Darcy had several answers for that one. That it was temporary; that she didn’t want _anyone_ to know; that she was a big enough disappointment anyway so why add this to the list? She also had a few questions of her own, mainly, why was it on a gossip site in the first place?

“Sorry,” she replied in the smallest voice possible. She was relieved to see Loki retreating, giving her space for the call.

“Sorry? You’re sorry? Well that makes it all better! I can stop feeling humiliated and hurt. You know what makes it even worse? You didn’t even tell me you were dating anyone. I wasn’t even aware you knew this guy! And that’s the kicker—how could you choose someone like him? How is he even allowed to walk the streets?”

“SHIELD’s fine with him being here—”

“He’s not even human! He destroyed half of New York!”

She needed to calm her mom down before she completely blew a gasket, except she’d never figured out how to do that. “But then he fixed it, saved the world, and saved my life.”

“You don’t just marry a man because he saves your life. Otherwise I’d have married the fireman who cut me out of the car—honestly, what would your father say?”

Darcy had no idea; he’d died when she was seven and hadn’t been around for her teenage years. The picture her mother always painted of him in situations like this, of a man who would be disappointed in Darcy’s every decision, didn’t mesh with her memories of him, but what did she know?
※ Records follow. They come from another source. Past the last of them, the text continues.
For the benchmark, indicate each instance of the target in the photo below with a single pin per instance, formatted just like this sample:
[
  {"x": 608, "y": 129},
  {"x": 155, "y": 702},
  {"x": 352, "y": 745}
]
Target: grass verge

“I’ll tell you what he’d think,” her mother continued, “he’d be glad he wasn’t around to deal with this.”

“There’s nothing to deal with. I’m handling this.”
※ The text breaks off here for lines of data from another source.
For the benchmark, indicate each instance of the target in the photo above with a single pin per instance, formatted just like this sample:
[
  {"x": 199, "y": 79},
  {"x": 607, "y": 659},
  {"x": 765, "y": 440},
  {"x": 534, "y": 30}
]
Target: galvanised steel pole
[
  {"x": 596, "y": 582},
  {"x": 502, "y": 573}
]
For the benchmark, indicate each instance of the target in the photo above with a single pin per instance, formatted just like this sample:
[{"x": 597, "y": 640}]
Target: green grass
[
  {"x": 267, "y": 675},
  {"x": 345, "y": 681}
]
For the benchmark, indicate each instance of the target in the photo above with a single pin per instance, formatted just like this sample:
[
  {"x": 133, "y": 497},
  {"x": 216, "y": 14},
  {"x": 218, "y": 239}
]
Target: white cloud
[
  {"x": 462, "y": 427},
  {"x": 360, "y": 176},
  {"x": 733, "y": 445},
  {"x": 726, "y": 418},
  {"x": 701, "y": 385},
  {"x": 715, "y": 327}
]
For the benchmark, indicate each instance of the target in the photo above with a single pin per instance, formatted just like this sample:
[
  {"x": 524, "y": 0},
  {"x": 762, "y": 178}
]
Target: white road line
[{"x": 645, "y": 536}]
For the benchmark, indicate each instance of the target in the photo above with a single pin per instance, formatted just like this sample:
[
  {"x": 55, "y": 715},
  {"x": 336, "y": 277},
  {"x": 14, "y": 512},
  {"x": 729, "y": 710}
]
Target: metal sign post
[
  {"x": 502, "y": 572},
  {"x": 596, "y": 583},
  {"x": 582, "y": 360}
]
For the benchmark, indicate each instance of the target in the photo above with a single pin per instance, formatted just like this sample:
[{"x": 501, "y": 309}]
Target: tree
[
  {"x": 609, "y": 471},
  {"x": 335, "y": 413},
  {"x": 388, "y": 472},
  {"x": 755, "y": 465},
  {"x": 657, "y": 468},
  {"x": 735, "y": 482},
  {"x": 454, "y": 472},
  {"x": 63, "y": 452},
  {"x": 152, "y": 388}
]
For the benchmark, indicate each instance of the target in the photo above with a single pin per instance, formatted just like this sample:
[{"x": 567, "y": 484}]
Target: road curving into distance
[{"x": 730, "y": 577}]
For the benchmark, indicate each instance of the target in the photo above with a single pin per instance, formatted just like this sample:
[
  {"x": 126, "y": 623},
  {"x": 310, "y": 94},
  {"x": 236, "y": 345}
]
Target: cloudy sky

“And exactly how do you handle the fact that you forgot to invite your own mother to your wedding?”

“It wasn’t a real wedding. I’m getting it sorted, okay? It’ll all be undone within a month.”

“Oh, fantastic! My daughter’s going to be divorced before she turns 25.”
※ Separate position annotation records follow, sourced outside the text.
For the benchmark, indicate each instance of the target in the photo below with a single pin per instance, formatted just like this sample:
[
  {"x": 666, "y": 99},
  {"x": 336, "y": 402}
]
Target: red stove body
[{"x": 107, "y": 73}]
“It’s not divorce, it’s an annulment—it doesn’t count.” There was no way for Darcy to win this.

“It does to me! What am I supposed to tell people?”

“That the website was wrong.”

“So now you want me to lie for you. This is exactly why I didn’t want you to moving to New York, or working with that scientist woman. Look at everything that’s happened. You should have got a teaching degree, then you wouldn’t be fraternizing with lunatics and monsters.”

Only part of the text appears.